MARKET WATCH: Oil prices climb pending US, UK decisions on Syria

Crude oil prices settled at a 2-year high Aug. 28 on the New York futures market and also climbed on the London market, driven by continuing concerns that a potential military strike in Syria could disrupt world oil supplies coming from the Middle East.

Syria is not a major oil exporter, but traders and analysts suggest an escalating civil war in Syria could result in a wider regional conflict. Officials in Syria and Iran have warned regional chaos would result if the US follows through on its talk to launch military airstrikes on Syria.

The latest comments from the White House seem to indicate a short-term timetable for a possible intervention could face delays. Previously, US officials had talked of a strike “in coming days.”

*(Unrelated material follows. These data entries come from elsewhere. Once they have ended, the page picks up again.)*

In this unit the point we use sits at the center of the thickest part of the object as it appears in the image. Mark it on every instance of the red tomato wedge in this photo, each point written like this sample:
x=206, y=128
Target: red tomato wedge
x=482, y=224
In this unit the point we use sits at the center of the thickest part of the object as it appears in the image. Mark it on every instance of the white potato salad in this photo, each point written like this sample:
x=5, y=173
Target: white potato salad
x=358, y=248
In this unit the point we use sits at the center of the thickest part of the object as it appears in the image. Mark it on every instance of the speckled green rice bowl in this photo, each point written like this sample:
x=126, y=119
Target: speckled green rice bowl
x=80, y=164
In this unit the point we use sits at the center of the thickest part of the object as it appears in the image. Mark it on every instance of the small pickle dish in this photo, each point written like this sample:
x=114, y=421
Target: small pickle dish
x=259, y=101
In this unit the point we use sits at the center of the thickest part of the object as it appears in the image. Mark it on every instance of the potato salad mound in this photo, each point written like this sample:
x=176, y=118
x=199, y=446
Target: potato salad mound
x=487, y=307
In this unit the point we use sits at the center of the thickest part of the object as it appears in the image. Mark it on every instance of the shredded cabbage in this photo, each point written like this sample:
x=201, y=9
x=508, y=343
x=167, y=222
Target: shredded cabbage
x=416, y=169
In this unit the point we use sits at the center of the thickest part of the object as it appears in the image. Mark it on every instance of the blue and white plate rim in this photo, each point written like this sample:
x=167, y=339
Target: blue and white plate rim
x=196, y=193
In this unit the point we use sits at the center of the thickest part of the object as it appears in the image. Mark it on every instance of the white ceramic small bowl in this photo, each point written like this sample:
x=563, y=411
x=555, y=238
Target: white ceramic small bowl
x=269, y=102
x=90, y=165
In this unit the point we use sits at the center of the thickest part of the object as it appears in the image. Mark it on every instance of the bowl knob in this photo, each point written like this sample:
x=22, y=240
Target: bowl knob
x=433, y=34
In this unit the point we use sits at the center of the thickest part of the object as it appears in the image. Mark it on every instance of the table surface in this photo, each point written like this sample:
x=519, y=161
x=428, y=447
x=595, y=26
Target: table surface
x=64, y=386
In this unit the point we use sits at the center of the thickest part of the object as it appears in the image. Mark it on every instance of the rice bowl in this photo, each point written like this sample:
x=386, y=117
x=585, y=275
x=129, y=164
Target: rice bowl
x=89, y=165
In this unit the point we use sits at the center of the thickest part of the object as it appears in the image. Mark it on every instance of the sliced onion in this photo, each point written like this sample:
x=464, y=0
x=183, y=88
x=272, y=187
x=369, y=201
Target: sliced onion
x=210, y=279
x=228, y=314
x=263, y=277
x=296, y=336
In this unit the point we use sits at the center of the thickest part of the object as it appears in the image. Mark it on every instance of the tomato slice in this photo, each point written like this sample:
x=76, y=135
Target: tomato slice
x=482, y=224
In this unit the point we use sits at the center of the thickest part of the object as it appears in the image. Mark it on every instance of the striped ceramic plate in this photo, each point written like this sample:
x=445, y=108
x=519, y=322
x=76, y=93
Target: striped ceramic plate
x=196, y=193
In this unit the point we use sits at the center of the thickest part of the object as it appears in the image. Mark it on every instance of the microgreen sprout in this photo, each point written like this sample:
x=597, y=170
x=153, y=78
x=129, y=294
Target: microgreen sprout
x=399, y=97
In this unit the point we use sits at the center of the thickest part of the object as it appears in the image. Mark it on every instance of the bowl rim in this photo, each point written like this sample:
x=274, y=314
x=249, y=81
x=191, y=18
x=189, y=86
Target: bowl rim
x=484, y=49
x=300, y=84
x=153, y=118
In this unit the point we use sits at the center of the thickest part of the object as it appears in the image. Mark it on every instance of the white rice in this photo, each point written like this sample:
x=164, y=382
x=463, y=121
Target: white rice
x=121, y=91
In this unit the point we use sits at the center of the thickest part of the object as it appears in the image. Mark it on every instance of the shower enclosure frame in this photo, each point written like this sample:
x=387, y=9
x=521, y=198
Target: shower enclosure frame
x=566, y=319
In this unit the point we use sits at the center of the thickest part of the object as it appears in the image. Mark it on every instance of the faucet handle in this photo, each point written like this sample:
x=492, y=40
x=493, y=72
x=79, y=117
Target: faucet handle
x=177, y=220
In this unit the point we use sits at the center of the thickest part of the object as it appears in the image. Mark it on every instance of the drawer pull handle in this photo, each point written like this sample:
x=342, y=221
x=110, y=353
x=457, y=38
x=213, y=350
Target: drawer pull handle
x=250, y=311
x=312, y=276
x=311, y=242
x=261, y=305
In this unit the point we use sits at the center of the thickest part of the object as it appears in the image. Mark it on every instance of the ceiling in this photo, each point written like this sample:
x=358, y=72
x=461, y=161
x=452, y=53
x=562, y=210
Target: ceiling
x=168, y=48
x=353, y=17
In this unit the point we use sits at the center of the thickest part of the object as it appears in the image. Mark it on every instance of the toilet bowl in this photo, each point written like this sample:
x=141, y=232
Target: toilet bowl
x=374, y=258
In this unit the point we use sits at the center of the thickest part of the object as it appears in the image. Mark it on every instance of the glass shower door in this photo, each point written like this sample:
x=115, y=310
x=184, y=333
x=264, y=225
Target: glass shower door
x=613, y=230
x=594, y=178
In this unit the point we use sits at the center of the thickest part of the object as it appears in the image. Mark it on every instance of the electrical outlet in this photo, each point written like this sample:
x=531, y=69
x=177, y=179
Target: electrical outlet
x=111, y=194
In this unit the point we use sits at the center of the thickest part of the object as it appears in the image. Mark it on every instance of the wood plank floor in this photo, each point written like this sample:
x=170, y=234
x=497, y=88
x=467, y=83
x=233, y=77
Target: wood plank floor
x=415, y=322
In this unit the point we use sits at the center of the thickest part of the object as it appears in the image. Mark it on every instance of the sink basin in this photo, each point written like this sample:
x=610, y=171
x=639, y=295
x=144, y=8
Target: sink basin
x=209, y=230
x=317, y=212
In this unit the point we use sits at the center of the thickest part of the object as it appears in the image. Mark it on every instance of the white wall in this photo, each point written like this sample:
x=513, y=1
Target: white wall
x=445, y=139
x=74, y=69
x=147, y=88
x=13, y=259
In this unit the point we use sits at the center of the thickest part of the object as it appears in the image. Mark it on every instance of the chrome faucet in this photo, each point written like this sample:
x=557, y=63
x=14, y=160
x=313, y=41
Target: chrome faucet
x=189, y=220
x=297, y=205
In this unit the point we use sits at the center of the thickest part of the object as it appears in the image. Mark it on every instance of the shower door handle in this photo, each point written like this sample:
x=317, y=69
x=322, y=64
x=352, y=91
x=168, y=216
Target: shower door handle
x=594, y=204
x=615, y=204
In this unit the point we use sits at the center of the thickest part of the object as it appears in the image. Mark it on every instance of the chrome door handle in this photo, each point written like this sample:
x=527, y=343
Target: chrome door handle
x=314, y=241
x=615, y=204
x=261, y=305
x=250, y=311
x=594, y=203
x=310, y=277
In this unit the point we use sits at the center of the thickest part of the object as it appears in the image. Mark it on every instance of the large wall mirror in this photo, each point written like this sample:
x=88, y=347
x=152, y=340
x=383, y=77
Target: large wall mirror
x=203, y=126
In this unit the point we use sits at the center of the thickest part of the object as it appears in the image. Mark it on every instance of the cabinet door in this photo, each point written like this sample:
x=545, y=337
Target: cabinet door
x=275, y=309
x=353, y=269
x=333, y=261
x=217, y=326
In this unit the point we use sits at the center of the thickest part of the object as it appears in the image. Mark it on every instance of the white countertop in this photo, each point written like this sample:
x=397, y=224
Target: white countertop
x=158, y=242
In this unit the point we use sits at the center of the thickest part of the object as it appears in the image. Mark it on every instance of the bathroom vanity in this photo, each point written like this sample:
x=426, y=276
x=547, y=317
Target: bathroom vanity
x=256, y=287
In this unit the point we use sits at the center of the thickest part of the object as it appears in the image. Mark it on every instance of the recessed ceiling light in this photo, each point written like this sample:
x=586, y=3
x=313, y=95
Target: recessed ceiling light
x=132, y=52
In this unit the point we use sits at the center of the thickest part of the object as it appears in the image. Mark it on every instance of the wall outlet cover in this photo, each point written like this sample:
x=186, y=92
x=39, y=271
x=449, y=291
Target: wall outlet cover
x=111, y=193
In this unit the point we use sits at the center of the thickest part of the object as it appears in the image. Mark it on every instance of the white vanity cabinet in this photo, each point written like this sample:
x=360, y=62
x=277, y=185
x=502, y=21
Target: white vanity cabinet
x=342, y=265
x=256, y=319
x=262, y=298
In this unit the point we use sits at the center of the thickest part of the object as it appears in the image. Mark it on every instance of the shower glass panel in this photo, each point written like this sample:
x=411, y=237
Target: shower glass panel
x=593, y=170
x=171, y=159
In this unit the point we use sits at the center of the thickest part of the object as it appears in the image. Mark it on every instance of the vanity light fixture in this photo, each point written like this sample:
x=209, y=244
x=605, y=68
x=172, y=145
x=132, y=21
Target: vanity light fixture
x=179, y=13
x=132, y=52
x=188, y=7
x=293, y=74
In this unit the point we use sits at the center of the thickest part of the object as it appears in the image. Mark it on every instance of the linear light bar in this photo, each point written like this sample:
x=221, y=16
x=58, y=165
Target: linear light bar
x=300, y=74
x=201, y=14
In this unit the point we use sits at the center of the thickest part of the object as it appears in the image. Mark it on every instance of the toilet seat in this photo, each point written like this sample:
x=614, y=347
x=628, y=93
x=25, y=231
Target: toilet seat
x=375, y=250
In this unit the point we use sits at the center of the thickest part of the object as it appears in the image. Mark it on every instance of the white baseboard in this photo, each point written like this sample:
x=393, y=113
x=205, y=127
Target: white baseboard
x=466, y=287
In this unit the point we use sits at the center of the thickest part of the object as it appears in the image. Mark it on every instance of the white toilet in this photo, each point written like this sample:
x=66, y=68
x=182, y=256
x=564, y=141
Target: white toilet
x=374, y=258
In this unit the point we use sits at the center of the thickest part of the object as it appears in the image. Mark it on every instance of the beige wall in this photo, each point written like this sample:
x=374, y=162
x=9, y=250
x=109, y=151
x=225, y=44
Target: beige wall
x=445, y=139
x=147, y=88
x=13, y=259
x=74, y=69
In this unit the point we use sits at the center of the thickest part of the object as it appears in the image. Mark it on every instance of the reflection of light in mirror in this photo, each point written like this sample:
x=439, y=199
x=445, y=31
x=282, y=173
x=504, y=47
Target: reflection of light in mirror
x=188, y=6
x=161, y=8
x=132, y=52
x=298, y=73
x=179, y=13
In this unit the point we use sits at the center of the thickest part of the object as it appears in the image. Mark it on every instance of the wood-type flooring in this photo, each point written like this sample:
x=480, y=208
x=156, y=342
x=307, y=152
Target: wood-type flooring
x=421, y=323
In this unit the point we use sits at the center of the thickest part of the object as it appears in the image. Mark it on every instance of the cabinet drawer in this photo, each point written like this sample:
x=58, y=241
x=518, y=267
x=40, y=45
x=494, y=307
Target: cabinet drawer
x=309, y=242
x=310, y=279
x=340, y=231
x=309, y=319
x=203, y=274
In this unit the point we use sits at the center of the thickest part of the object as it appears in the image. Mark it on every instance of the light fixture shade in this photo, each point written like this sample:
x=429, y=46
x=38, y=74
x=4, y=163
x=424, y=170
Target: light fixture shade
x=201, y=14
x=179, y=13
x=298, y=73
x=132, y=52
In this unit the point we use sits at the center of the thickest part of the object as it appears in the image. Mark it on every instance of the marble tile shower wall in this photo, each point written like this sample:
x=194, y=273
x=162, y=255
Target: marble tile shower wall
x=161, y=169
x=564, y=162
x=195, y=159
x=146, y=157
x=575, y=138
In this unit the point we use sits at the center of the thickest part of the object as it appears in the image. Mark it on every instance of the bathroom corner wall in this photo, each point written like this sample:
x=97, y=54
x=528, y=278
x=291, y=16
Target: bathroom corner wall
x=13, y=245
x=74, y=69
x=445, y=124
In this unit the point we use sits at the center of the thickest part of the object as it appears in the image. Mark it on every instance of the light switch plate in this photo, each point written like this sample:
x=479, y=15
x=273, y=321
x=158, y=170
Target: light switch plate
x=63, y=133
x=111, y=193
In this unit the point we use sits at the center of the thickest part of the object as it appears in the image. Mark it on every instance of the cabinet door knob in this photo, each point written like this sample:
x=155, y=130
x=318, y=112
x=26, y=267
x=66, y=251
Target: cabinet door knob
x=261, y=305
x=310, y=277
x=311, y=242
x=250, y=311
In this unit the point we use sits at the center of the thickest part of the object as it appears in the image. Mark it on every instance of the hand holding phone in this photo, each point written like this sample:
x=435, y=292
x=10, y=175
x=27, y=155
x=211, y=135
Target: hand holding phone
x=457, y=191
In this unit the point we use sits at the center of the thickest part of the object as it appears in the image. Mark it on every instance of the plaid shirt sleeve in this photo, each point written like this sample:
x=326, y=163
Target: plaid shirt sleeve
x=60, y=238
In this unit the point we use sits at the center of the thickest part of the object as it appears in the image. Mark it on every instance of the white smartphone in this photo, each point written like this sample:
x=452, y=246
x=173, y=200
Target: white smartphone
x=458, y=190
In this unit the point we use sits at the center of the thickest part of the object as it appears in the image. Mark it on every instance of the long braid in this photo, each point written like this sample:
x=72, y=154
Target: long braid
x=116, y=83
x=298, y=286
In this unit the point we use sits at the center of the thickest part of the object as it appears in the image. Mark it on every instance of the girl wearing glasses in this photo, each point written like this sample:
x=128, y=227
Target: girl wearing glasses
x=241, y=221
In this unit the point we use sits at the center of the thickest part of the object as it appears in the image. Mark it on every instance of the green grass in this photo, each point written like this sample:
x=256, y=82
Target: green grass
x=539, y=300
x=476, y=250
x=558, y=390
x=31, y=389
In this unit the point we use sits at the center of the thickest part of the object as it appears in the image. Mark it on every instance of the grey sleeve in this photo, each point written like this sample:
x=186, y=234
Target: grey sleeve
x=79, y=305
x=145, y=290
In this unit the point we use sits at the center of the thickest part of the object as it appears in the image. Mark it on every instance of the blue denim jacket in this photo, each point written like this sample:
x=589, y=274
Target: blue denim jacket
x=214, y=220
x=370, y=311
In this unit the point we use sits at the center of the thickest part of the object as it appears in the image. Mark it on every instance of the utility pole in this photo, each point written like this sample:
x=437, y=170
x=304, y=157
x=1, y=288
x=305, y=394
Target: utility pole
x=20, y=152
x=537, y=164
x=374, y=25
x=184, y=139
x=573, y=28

But US President Barack Obama told PBS that he has yet to decide whether to launch a strike against the Syrian government for using a deadly chemical weapons on civilians on Aug. 21.

The administration believes Obama has authority to make the decision without approval from Congress. In 2011, some lawmakers criticized Obama for deciding to join a military mission in Libya without congressional approval.

British Prime Minister David Cameron faces opposition from politicians and others regarding a UK commitment to military action in Syria. Cameron was expected to present his case for military action to the British parliament Aug. 29.

Energy prices rise

In trading on New York and London markets on Aug. 28, prices moved up across the energy complex.

The October contract for benchmark US light, sweet crudes on the New York Mercantile Exchange rose $1.09, closing at $110.10/bbl on Aug. 28, which was crude’s highest settlement since May 3, 2011. The November crude contract climbed $1.07 to $109.37/bbl.

Heating oil for October delivery increased 4.6¢ to settle at $3.21/gal on NYMEX. Reformulated gasoline stock for oxygenate blending for September rose 6¢ to $3.09/gal.

The September natural gas contract was up by 3.3¢ to close at $3.567/MMbtu on NYMEX. On the US spot market, gas prices at Henry Hub, La., increased by 5¢ to a rounded $3.56/MMbtu.

In London, the October IPE contract for North Sea Brent crude climbed $2.25 to $116.61/bbl, marking its highest settlement since Feb. 19. The September contract for gas oil settled at $970/tonne, up $8.25 from the previous session.

The Organization of Petroleum Exporting Countries reported its basket of 12 benchmark crudes shot up $2.97 closing at $112.25/bbl on Aug. 28.